On the first weekend of the Olympics he found himself next to his
sister, drinking local ale in an empty village pub somewhere in the hinterlands
beyond the Great Metropolis. She picked at peanuts while her eyes rested on the
rowing on the television; the eyes of the young snuffling barman were darting
from them to the television and back again.
The day before he had been at a Farmers Market, the two of them
scuttling in and out of the blooming crowds to fawn over Italian pasta and
sorrel from Cambridgeshire, Kids Company helium balloons attached to their
wastes. It was hot and the smell of tomatoes strong; dogs scuttled about the
tottering legs of stilt-walkers and at one point he was certain he saw Judi
Dench gliding through the crowd.
Here the city hums loud like a machine or a slumbering beast but
that morning, walking the dogs in Bishop’s Park, it was quiet. The water is
sleepy and when the tide is out birds with twig legs and big beaks stand in a
line on the soggy mud marshes as if queuing for morning croissants and coffee.
When the tide is high there are swans and one morning he spun round as he
followed what appeared to be a cormorant into the water. But nothing came up so
he turned and kept walking.
The day after the Opening Ceremony the park was packed with people
setting up to watch the first day on a big screen. That uneasy excitement was
bubbling over.
We Salute Sir Wiggo ...Go Mo Go! Run Jess,
Run! Eyes and lenses focus in a new found
blusterous patriotism, bright and shameless and ready to snap at dismissive
smirks of condescension or superior derision.
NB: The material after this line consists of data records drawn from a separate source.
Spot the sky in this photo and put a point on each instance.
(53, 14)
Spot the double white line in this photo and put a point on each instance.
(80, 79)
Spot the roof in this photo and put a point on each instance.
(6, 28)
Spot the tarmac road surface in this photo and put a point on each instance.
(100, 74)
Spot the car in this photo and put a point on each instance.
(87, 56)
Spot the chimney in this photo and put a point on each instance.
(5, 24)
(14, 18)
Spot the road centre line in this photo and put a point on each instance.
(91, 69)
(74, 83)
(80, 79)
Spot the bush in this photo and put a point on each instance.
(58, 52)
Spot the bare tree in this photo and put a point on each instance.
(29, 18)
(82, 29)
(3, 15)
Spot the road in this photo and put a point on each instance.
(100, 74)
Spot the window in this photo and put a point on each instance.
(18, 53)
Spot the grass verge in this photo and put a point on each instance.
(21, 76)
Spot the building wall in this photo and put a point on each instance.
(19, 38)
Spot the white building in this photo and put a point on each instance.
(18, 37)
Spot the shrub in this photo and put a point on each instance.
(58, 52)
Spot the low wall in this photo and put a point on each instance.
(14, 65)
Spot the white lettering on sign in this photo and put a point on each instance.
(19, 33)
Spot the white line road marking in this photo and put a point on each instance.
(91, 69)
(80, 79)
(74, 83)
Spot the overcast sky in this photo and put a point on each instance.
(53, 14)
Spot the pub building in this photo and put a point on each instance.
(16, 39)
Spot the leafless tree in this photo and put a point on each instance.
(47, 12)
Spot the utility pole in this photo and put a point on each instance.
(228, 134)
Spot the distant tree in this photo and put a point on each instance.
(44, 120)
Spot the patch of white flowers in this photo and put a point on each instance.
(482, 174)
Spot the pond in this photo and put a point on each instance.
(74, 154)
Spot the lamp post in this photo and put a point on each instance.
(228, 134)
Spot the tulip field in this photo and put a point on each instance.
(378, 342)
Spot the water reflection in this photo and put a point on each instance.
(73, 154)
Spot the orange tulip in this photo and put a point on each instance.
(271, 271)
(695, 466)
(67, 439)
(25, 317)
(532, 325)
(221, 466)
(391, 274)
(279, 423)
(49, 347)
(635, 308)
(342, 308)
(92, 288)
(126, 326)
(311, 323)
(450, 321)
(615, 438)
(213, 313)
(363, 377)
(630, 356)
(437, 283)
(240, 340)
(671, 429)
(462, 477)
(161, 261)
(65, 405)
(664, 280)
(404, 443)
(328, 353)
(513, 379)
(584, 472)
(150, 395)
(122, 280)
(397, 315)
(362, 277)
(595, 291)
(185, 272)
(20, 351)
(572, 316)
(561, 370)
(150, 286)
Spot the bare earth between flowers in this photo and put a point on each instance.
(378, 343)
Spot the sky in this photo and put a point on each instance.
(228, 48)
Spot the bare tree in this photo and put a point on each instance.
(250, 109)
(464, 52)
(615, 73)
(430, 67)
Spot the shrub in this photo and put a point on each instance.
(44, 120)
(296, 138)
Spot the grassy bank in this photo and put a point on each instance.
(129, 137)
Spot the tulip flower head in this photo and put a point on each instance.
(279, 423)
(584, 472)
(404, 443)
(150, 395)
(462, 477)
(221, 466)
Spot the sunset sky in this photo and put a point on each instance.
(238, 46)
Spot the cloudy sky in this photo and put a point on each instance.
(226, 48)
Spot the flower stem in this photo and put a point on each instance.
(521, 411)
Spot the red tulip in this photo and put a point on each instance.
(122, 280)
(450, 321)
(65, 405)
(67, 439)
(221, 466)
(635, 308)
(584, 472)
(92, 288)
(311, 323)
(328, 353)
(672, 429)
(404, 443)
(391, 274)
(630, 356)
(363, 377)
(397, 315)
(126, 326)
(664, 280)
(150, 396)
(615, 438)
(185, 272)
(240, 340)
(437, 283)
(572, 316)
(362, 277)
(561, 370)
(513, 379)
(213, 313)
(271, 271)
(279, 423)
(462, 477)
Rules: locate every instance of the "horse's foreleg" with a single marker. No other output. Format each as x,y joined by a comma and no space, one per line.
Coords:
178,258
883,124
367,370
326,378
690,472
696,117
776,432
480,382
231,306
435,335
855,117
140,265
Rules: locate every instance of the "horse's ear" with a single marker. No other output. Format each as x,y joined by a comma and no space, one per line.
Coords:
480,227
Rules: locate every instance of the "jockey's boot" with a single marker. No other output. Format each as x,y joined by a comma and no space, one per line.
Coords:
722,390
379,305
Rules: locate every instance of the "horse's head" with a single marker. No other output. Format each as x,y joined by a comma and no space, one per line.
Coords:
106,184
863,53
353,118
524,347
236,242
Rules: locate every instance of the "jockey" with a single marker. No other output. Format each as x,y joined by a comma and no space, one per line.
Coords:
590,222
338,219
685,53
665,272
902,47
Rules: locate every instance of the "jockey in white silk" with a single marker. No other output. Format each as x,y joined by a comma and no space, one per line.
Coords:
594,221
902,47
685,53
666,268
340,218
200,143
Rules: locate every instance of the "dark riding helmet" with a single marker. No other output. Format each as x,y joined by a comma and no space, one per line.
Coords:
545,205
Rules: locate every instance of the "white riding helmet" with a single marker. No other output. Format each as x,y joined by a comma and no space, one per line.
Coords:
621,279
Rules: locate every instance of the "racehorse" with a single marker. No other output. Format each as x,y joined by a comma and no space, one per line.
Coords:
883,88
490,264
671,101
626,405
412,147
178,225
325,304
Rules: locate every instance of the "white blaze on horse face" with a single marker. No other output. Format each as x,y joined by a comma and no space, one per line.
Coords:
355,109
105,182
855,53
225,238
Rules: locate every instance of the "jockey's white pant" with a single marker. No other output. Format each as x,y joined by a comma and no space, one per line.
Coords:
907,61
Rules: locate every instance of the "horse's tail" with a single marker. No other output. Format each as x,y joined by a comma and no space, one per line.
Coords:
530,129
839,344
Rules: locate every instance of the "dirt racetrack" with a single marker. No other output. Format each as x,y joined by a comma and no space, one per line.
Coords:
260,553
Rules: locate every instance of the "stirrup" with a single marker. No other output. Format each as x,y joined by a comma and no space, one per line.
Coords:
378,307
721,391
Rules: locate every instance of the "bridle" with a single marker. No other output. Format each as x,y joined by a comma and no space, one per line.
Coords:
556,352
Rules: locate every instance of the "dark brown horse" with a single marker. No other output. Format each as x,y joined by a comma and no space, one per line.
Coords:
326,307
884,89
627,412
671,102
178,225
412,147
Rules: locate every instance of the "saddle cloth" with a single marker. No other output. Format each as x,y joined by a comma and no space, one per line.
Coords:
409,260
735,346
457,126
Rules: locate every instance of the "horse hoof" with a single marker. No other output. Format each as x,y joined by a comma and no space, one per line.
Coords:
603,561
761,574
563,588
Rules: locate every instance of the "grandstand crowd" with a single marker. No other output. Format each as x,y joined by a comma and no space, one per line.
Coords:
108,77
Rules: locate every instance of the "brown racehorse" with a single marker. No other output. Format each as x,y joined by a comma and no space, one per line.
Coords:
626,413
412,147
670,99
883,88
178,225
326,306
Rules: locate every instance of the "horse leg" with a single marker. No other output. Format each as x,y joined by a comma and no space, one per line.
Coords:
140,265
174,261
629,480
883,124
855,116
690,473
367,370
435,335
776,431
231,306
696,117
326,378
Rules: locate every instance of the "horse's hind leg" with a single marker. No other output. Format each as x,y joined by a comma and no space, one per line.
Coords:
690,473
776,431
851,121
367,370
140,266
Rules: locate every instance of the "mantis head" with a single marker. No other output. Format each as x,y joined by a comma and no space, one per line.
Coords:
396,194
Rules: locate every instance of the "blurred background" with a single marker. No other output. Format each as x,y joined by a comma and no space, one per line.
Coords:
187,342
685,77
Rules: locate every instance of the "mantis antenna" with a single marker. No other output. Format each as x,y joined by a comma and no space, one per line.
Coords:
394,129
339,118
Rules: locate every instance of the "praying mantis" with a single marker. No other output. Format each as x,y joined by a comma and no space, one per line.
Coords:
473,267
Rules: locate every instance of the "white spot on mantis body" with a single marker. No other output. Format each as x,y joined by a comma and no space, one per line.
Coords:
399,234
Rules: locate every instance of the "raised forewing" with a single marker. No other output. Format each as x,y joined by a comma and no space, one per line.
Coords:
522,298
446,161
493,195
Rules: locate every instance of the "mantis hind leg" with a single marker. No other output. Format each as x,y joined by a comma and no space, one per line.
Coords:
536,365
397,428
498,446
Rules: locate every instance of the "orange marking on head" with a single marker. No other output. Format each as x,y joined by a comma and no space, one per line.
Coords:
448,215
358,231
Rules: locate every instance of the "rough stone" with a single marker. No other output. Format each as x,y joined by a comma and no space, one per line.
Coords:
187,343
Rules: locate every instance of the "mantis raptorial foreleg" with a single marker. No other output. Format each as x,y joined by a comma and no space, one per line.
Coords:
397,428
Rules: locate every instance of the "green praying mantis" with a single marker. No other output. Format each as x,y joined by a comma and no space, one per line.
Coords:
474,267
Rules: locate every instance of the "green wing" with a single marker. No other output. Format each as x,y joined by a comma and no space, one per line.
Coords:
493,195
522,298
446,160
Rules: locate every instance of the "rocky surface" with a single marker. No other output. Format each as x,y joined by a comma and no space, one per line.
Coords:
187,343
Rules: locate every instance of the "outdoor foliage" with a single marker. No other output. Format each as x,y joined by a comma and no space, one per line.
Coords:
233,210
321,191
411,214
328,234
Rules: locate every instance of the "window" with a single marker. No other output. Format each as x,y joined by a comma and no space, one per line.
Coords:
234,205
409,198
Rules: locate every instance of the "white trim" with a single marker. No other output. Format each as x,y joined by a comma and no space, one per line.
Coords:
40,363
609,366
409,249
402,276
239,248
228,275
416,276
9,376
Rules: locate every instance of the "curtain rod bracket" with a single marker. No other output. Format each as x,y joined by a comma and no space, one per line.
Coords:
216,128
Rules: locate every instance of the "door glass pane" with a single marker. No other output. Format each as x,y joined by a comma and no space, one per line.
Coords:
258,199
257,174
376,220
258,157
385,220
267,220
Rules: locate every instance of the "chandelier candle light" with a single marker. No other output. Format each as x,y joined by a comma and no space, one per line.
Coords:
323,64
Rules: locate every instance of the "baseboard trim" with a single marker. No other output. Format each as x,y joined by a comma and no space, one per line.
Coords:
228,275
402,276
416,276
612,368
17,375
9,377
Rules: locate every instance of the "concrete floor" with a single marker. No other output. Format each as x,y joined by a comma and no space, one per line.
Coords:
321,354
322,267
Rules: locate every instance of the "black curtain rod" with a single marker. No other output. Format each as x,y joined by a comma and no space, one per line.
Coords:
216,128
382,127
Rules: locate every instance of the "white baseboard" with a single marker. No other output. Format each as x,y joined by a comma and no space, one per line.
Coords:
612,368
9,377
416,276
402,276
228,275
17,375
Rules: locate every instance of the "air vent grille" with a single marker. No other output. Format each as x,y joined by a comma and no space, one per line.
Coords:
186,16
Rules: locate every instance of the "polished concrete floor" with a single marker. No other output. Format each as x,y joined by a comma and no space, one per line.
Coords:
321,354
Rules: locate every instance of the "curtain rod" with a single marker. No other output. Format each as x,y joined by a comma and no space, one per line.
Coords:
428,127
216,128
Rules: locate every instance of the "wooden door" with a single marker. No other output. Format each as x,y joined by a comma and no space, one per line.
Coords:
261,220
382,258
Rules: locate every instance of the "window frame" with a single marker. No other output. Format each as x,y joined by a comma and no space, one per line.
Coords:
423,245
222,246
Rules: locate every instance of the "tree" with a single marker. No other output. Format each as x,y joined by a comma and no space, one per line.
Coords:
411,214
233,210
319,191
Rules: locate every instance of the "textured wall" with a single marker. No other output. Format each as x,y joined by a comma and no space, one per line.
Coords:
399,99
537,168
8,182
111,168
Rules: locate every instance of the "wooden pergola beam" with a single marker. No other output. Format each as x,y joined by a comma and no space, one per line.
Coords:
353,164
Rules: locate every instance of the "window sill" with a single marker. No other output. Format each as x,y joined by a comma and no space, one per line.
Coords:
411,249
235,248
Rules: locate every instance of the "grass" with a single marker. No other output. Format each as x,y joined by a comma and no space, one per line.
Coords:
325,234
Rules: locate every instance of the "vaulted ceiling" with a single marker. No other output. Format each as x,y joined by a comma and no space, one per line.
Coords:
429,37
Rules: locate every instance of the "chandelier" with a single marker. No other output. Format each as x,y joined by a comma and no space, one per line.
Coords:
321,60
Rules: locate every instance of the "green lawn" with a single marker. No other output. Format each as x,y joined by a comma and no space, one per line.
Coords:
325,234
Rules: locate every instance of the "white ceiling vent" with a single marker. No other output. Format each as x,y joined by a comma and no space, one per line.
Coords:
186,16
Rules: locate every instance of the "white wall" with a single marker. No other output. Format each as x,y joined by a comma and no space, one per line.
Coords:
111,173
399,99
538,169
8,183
As the crowds arrived and the streets became quiet the
warnings from the Mayor, Supporter in Chief, were replaced with unheeded
calls for those savages up North to come down to sunny Boris Island and taste a
bit of Olympics.
At the coffee stall a beautiful lady and a jogger struck up
conversation with the grumbling grizzly; the jogger was red in the face and the
satchel strap around his waist dug into his side pulling his t-shirt up and
revealing a pale pink wedge of flesh.
‘So much for the traffic warnings. Like living in a Ghost City!’
‘What did you expect? It’s a drop in the ocean.’
‘Not the chaos they were predicting …’
‘It’s worse in the West End apparently - Ghost City.’
‘Fucking Boris …’
He felt like he was expected to either concur similarly or offer
an interesting retort. He did neither and stared at the filter.
To and from work he principally walks past yacking Yummy-Mummies
from the States and Arab lads crying out in thick cockney – bright teeth and
jabbering lips and chins. Quiet loners like himself pass – puffing red and
serious; their faces fiercely looking out over the road and for a second into
his. Everyone is very loud or very quiet. Husky voices from the Home Counties
pipe up to surprise. Most cry that gentrification is on its way, some that is
has already left, po-faced.
In the shops the keepers chat to him and often on the underground
someone will step back to let him pass. Not what he had been warned of up
North. ‘No one speaks in London!’ They had said. ‘Everyone in their own world –
rushing around. It’s like a warren; packed tight together but no-one knows
nobody!’
Worse is also said; mainly from those who would take inspiration
from the story of Boudicca with her flaming hair razing the new Roman
settlement of London to the ground. That doesn’t look
like my England!
Sitting in a theatre beer garden he felt out of place in his suit
as he drank surrounded by actors and directors and an ‘up-and-coming producer.’
Ford Maddox Ford wrote that your profession makes the London you live in and he
thought of the man in red chinos who he passes each morning on his phone,
making deals and walking oblivious to all in front and before.
Similarly on the Uxbridge Road he slips up and down unregarded
while they salute each other, and shake hands, laugh, gripe and sing together.
He would like to think that they show his acceptance by not acknowledging his
return but really they are unaware of the initial arrival.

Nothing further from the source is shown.